Given $\int\frac{3e^{2x}-2e^x}{e^{2x}+2e^x-8}dx$
My attempt- Substitute $u=e^x \Rightarrow du=dx.e^x$
The integral becomes
$$\int \frac{3u-2}{u^2+2u-8}du $$
Now, the numerator is a linear function and the denominator is a quadratic function. We can rewrite the numerator as follows
$$\frac{g(x)}{f(x)}=\frac{f^{'}(x)}{f(x)}+\frac{C}{f(x)}$$
Thus the integral may be rewritten as
$$\int \frac{\frac{3}{2}(2u+2)-5}{u^2+2u-8}du$$
Now, break the integral into $2$ sub-integrals
$\Rightarrow \int \frac{\frac{3}{2}(2u+2)}{u^2+2u-8}du-\int \frac{5}{u^2+2u-8}du$
$\Rightarrow \frac{3}{2}\int \frac{(2u+2)}{u^2+2u-8}du-\int \frac{5}{u^2+2u-8}du$
$\Rightarrow \frac{3}{2}\log(u^2+2u-8)-5\int \frac{1}{u^2+2u-8}du$
$\Rightarrow \frac{3}{2}\log(u^2+2u-8)-5\int \frac{1}{(u+1)^2-3^2}du$
$\Rightarrow \frac{3}{2}\log(u^2+2u-8)-\frac{5}{9} \log(\frac{u-2}{u+4})+C$
$\Rightarrow \frac{3}{2}\log(e^{2x}+2e^x-8)-\frac{5}{9} \log(\frac{e^x-2}{e^x+4})+C$
$\Rightarrow \log(\frac{[{e^{2x}+2e^x-8}]^{\frac{3}{2}} } {{[\frac{e^x-2}{e^x+4}}]^{\frac{5}{9}}})+C$
Is my solution correct? Are there other ways to solve such integrals?
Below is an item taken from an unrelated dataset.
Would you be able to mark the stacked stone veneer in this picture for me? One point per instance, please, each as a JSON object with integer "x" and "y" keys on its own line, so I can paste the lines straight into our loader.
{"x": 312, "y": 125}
Edit: Correction $\Rightarrow \log(\frac{[{e^{2x}+2e^x-8}]^{\frac{3}{2}} } {{[\frac{e^x-2}{e^x+4}}]^{\frac{5}{6}}})+C$
No, it is not correct, since$$\int\frac1{(u+1)^2-3^2}=\frac1{\color{red}6}\log\left(\frac{u-2}{u+4}\right).$$So, your approach should lead to$$\log\left(\frac{\left(e^{2x}+2e^x-8\right)^{\frac32}}{\left(\frac{e^x-2}{e^x+4}\right)^{\frac5{\color{red}6}}}\right)+C.$$But there is a simpler approach: using the fact that$$\frac{3u-2}{u^2+2u-8}=\frac{2}{3(u-2)}+\frac{7}{3(u+4)},$$you get that$$\int\frac{3u-2}{u^2+2u-8}\,\mathrm du=\frac23\log\left(\left|u-2\right|\right)+\frac73\log\left(\left|u+4\right|\right).$$